First, determine whether a deadline is flexible or hard. Whillans’s research suggests that just under half of deadlines are the internal, adjustable type, which is a good thing for would-be requesters because asking for more time from organizations outside your own could be much harder. Before you ask, carefully consider how much extra time you need to complete the task. Be mindful of what psychologists call “planning fallacy,” or the tendency to think things will take less time than they actually will. Whillans suggests asking for the “upper bounds” of your estimate. If you think you need two more hours, say you need four.

If possible, ask in person rather than over email, telephone or Zoom. “In-person requests are more likely to be fulfilled,” Whillans says. It might feel easier to ask remotely, but it will also feel easier for the other person to say no under those conditions. When you ask for more time, focus on how it will result in better work. Don’t over-explain extenuating circumstances. “Under a deadline you’re freaked out about speed,” Whillans says. Often what matters more is quality.

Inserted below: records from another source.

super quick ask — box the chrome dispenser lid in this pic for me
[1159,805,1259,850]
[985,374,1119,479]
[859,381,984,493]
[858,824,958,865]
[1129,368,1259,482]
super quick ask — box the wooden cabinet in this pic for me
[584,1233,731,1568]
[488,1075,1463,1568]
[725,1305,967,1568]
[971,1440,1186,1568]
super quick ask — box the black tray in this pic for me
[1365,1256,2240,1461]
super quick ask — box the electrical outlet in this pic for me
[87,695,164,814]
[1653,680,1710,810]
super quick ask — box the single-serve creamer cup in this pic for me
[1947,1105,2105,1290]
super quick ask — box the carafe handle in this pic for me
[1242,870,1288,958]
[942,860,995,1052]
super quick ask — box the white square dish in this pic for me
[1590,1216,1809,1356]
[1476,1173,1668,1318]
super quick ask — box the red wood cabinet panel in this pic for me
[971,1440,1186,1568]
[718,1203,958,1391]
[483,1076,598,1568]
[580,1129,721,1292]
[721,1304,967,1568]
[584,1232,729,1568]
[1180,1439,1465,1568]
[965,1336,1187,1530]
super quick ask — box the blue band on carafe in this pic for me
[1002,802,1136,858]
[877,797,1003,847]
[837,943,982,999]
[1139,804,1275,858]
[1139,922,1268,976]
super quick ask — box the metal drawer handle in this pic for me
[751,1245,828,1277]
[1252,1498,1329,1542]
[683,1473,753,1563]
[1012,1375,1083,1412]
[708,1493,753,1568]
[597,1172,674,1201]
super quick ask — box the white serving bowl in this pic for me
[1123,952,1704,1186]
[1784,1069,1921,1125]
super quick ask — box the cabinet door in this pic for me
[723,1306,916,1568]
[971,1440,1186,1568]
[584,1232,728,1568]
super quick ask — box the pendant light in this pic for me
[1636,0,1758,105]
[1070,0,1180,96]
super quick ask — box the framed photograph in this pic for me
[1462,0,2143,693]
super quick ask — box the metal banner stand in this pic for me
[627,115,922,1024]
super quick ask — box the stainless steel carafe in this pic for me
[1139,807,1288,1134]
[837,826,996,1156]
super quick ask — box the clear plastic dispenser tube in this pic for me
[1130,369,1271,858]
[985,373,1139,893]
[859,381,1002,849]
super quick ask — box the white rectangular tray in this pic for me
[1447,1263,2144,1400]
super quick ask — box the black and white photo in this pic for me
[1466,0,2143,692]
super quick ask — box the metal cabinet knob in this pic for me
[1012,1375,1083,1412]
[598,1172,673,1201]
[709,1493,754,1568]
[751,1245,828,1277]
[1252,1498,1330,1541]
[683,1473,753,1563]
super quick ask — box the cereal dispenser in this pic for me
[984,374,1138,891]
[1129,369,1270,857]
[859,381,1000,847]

Worldwide, women are more likely to be time-constrained than men. Whillans’s research suggests women disproportionately avoid asking for more time to complete work tasks, and the resulting stress undermines their physical and emotional well-being. That reticence is due, in part, to a fear of retribution. Don’t assume you will be penalized. Whillans found that women requesting extensions were not, in fact, judged more harshly than men, and that people proactively asking to extend deadlines were generally seen as more committed and not less so. (After three requests that positive view tends to turn.) If you find yourself constantly needing extensions, try to talk informally with your peers to see if the feeling is shared. Maybe the sense of unmet urgency is not a personal failing but an organizational one. “Ask yourself,” Whillans says, “is this a structural problem?”